AWB 2017 An Exploration of the Plantation past and Perspective filled future
By Sharon Schoenfeld
This is my first experience in the South, a completely different atmosphere and historically filled past than my native Seattle, Washington. So going to a plantation brought my dreams from US history class, of visiting American historical landmarks, to fruition. We walked through the McLeod plantation led by our knowledgeable tour guide, Paul. We learned about the slaves who worked the cotton, corn, hay, and other crops on the 37 acres of property. I found inspiration from each word that Paul said. He took us from place to place sharing about how bricks were made, lives were impacted, and dreams were crushed. Furthermore, he took my experience further when he took one of my madrichim (counselors) and me to the recently planted cotton field and talked to us about what the plantation teaches us. He spoke on the unbroken line he found from slavery to now of institutional incarceration and voter suppression. This drew a line for me between the present and the past, Paul gave me the needed call to action and recognition that the past is repeating itself, that we need to work harder to create a broken link.
This is the purpose of Young Judaea’s Alternative Winter Break; it gives us opportunity to find injustice and gives us the tools to approach it.
The tools that we are given to explore injustice are created in Peulot (Activities), and this particular peulah came from an outside organization.

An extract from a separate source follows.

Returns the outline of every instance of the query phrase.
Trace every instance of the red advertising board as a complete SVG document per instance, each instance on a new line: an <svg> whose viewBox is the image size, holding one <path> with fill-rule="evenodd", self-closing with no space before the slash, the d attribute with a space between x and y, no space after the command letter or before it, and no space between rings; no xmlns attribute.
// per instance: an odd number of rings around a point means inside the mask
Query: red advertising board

The Transformative Teaching Collective is a group of individuals that give education social justice talks to groups. In our session, we discussed social identity and its effect on how we perceive the world. In the other part of the programming, we experienced a social barometer, a method often used in Young Judaea, where we were given statements and stood in a corner of the room that described how much we agreed or disagreed with the statement. I pulled inspiration from the perspectives that we discussed with the barometer, seeing how different members of our movement and other outside community members experience race. Each time I heard a new person talk I had an opinion on what they said and found myself finding their justifications relevant and valid. The moment that stood out to me was when we discussed the statement on: People of color self-segregate and therefore don’t allow diversification and continues the racism in the country. I heard different people give their perspectives on how their reality is shaped by race. I responded with an idea about how I don’t fully agree with the statement because America is focused on assimilation and how that isn’t always the answer. I learned the value of perspective and the activity gave me the tools to take back to my community.